L'Explication Prémisse
Cet article signifie que si quelqu’un vend une chose qui n’appartient pas au vendeur, la vente est nulle : le contrat n’a pas d’effet entre les parties. Toutefois, si l’acheteur ignorait que l’objet appartenait à un tiers (c’est‑à‑dire qu’il était de bonne foi), il peut demander des dommages‑intérêts au vendeur pour le préjudice subi. En pratique, le véritable propriétaire peut reprendre la chose et l’acheteur de bonne foi pourra chercher à être remboursé et indemnisé par le vendeur indélicat.
Vous achetez un téléphone portable à bas prix auprès d’une connaissance qui vous assure en être le propriétaire. Plus tard, le vrai propriétaire reconnaît son téléphone et le réclame : la vente est nulle, le propriétaire récupère l’appareil. Si vous ignoriez que le téléphone appartenait à quelqu’un d’autre (vous étiez de bonne foi), vous pouvez poursuivre le vendeur pour récupérer le prix payé et obtenir des dommages‑intérêts pour le préjudice (frais, perte de temps, etc.).
- La vente d’une chose qui n’appartient pas au vendeur est nulle (absence d’effet juridique de la vente).

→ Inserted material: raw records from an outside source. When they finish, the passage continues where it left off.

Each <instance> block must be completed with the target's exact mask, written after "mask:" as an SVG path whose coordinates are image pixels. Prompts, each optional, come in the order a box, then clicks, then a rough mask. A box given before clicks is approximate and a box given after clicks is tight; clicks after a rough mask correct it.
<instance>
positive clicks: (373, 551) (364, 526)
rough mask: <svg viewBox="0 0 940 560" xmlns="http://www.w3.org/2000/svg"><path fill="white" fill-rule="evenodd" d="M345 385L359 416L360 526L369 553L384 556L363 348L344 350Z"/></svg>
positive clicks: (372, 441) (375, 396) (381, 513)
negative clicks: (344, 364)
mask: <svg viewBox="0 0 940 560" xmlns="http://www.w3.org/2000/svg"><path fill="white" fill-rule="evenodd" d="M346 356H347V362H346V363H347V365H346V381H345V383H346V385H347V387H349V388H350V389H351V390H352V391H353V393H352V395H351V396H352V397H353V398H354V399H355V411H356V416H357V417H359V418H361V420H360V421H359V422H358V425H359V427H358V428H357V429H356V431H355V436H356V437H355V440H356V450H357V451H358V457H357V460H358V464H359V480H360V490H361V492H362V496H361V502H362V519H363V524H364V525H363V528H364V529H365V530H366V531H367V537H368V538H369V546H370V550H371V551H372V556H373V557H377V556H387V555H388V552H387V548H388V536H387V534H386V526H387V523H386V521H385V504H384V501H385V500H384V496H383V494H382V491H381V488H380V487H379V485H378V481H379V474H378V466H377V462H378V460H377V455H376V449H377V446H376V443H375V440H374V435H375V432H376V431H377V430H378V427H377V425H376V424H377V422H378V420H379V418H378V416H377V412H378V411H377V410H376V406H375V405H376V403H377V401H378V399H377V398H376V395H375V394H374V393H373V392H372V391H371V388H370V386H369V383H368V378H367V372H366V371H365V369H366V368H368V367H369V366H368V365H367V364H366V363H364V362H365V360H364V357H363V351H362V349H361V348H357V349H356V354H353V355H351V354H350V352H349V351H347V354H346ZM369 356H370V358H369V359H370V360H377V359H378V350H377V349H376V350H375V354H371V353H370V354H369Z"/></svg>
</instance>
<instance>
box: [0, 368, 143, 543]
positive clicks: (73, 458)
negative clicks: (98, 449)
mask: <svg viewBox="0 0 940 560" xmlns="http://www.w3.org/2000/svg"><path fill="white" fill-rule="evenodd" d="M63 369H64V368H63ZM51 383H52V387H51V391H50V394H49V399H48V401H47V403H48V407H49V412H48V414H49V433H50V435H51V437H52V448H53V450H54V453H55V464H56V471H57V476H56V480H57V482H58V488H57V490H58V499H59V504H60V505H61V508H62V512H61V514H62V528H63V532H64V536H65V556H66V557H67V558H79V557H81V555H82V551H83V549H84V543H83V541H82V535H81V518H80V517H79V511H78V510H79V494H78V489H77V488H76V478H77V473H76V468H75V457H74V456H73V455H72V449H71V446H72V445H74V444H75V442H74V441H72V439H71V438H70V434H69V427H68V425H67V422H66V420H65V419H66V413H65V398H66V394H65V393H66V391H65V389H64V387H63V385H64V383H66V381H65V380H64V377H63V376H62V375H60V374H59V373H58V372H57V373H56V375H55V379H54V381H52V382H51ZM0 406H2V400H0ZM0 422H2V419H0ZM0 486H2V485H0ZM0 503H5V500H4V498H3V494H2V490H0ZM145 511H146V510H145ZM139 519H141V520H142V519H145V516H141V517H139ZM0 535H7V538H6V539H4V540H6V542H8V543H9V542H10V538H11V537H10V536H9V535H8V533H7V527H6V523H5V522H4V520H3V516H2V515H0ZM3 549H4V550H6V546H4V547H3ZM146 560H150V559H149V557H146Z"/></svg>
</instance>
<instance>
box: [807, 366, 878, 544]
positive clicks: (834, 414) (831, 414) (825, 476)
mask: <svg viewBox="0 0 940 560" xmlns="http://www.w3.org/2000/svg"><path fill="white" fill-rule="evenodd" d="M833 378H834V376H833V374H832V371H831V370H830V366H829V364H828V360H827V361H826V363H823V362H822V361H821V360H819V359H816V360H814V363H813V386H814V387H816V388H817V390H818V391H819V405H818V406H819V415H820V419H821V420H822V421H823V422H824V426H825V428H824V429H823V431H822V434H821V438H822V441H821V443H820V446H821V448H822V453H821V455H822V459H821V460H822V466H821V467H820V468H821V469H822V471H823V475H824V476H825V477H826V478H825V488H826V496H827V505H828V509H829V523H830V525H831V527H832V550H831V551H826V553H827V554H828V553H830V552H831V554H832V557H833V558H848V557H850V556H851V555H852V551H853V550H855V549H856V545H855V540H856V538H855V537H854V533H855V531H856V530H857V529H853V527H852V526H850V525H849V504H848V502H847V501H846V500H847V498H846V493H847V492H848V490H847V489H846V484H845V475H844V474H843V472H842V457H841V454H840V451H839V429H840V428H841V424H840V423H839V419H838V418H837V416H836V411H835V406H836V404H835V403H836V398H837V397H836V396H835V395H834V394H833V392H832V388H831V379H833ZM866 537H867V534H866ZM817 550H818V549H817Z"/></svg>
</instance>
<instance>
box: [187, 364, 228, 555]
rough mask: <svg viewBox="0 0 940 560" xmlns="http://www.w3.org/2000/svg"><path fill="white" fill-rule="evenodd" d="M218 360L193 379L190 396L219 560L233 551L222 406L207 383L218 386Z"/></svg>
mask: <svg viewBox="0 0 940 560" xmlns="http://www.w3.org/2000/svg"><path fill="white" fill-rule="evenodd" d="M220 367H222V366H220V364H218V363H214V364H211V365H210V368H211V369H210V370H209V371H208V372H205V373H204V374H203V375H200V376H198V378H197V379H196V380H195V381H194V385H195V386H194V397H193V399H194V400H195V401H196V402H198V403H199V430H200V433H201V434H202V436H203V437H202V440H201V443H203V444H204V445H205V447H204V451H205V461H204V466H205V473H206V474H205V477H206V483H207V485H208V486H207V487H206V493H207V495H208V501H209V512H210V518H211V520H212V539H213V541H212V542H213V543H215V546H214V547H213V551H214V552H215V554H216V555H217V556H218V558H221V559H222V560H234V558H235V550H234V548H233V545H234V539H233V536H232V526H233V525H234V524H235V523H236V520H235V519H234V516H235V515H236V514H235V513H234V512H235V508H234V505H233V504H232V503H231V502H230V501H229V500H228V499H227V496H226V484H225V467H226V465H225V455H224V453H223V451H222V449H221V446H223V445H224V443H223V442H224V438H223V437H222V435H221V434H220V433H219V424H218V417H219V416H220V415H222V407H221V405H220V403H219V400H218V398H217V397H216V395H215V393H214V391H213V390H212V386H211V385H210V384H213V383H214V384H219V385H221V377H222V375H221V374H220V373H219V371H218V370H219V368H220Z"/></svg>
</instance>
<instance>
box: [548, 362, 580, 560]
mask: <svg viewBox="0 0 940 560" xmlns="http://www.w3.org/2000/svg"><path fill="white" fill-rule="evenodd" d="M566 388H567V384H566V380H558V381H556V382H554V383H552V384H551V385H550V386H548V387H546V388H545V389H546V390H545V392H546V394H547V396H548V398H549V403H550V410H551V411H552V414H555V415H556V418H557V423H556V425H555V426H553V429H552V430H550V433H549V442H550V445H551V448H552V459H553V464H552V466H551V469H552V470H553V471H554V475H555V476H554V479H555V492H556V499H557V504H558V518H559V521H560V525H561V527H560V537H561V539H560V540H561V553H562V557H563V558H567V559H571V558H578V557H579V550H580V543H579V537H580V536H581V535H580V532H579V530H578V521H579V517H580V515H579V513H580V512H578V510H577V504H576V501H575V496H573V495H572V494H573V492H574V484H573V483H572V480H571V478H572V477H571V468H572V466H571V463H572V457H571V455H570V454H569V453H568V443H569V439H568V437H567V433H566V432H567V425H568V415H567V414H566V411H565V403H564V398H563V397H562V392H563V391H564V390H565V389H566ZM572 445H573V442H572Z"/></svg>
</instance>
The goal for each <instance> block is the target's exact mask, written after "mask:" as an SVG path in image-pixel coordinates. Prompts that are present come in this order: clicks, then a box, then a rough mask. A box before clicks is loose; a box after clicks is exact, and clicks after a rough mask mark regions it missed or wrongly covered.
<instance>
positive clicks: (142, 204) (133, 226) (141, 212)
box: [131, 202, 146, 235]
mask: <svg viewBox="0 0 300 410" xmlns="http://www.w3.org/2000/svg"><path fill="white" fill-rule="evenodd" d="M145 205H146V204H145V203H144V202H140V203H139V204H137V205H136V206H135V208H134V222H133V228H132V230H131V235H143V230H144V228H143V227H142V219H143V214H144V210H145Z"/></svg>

- Le véritable propriétaire conserve le droit de reprendre la chose malgré la vente déclarée nulle.
- L’acheteur de bonne foi (qui ignorait que la chose appartenait à un tiers) peut obtenir des dommages‑intérêts contre le vendeur.
- L’acheteur de mauvaise foi (qui savait que la chose était à autrui) ne peut généralement pas prétendre à ces dommages‑intérêts.
- La nullité implique souvent restitution : le prix peut être remboursé et la chose rendue au propriétaire.
- La faute ou la tromperie du vendeur est au cœur de la responsabilité et de l’indemnisation due à l’acheteur de bonne foi.